To comply with the guides, individuals (bloggers, users of social media)  must disclose every “material connection” or relationship they have with an advertiser. A material connection is one where the individual receives payment, product, demo units, goods, services, etc. from an advertiser. However, professional journalists do not disclose the free product, junkets, travel, meals, tickets, accommodations, etc. that they receive from advertisers. This double standard makes my head spin.

So, the rather loosely-defined guides are now in effect. The fine for failure to comply (up to $11,000 per infraction) can be applied to both advertisers and individuals.

Here is a quick overview of how to comply with the changes:

For individuals participating online:

  • Disclose whenever you have a relationship with an advertiser, brand or company. This has specific implications for employees. You must make a disclosure if you work for Acme Widgets and you mention your employer, competitors, or the widgets industry in a blog post, tweet or elsewhere online.
  • You must also disclose the name of your employer if you are commenting on a forum thread or in a group about Acme Widgets, the widget industry or about a competitor.
  • Disclose when you have received any kind of product or anything of value from a Brand. You can be a fan but as soon as you’ve received something of value because you’re fan, a customer, or because of your social networks and activity online, you need to disclose the nature of what you’ve received.

So, how do you make a disclosure? It is very simple and need not take up much space.

  • “I work for Acme Widgets.”
  • If Acme Widgets flew you to South Carolina to participate in a customer golf tournament you might write: “I’m an Acme Widgets customer. Acme Widgets has paid for my travel to attend this conference and golf tournament.”

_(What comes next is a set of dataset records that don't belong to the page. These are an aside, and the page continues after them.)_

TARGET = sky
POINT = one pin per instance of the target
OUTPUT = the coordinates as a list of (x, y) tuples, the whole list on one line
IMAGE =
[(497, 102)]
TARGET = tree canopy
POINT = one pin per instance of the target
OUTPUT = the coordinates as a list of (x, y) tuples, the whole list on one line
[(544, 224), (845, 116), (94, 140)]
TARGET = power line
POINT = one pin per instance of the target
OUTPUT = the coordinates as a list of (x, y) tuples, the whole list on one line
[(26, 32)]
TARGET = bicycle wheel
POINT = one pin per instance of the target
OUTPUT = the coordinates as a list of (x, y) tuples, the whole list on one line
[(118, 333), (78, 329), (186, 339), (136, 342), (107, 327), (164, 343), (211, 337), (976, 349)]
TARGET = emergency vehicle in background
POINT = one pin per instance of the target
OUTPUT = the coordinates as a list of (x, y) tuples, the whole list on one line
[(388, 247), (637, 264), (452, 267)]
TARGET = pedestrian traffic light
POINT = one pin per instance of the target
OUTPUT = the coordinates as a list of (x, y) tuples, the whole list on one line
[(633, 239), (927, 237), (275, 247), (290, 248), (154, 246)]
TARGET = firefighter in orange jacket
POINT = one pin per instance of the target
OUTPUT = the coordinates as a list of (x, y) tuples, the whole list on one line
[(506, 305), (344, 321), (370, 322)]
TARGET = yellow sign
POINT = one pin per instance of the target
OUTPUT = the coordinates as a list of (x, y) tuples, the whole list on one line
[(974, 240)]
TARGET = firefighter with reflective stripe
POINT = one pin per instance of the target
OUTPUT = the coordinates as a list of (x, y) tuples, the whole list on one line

This disclosure is not much of a change for people accustomed to being transparent when using social media. It will require a bit more work and thoughtfulness on the part of social media users to make their disclosures.  And of course, the ins-and-outs of how to do disclosure using short message services like Twitter are yet to be defined. Certainly for those of us who participate online, the effort is worthwhile to stay ahead of any fines or action from the FTC. Here at SMG, we fully expect the applications and methods used to manage personal disclosure to evolve as the Guides are applied to real-word situations. We also expect norms and best practices to emerge as the Guides are tested.

For Brands engaging fans and customers online, these Guides mean that the best practices for social media marketing advocated by organizations like WOMMA (Word of Mouth Marketing Association) are now policy. These Guides mean more work, discipline and process around social media operations. The FTC places equal onus on advertisers and individuals for compliance and fines can be issued to both parties.

If you’re an advertiser, a roadmap for your brand might look like this:

  1. Refesh your guidelines for employees participating online to include specifics about disclosure. Provide some concrete examples and make sure they know where to turn with questions.
  2. Review your blogger relations/digital influencer/fan engagement approach with your internal teams and agencies. Make certain that language with details about the requirement to disclose and where they can find factual information about your product is included in communication with these bloggers.
  3. The next step is to watch and ensure disclosure is being made by your campaign participants and that they aren’t make any false claims. You can accomplish this by monitoring, keeping an eye on and following up about disclosure for the participants in your campaign.

If you’d like to read further, I suggest you check out Andy Sernovitz’s thoughtful post, What do the “FTC Guides re: The Use of Endorsements and Testimonials Mean for Social Media Markters?.

WOMMA is currently requesting feedback on its proposed Guide to Social Media Disclosure. That guide is shaping up to provide “explicit best practices for social media disclosure”.

So far the reaction to these new Guides seems to be the online equivalent of a shrug. Advertisers and brands are certainly not shrinking away from social media campaigns in light of the new FTC Guides. So what do you think? Will these new FTC Guides really change anything?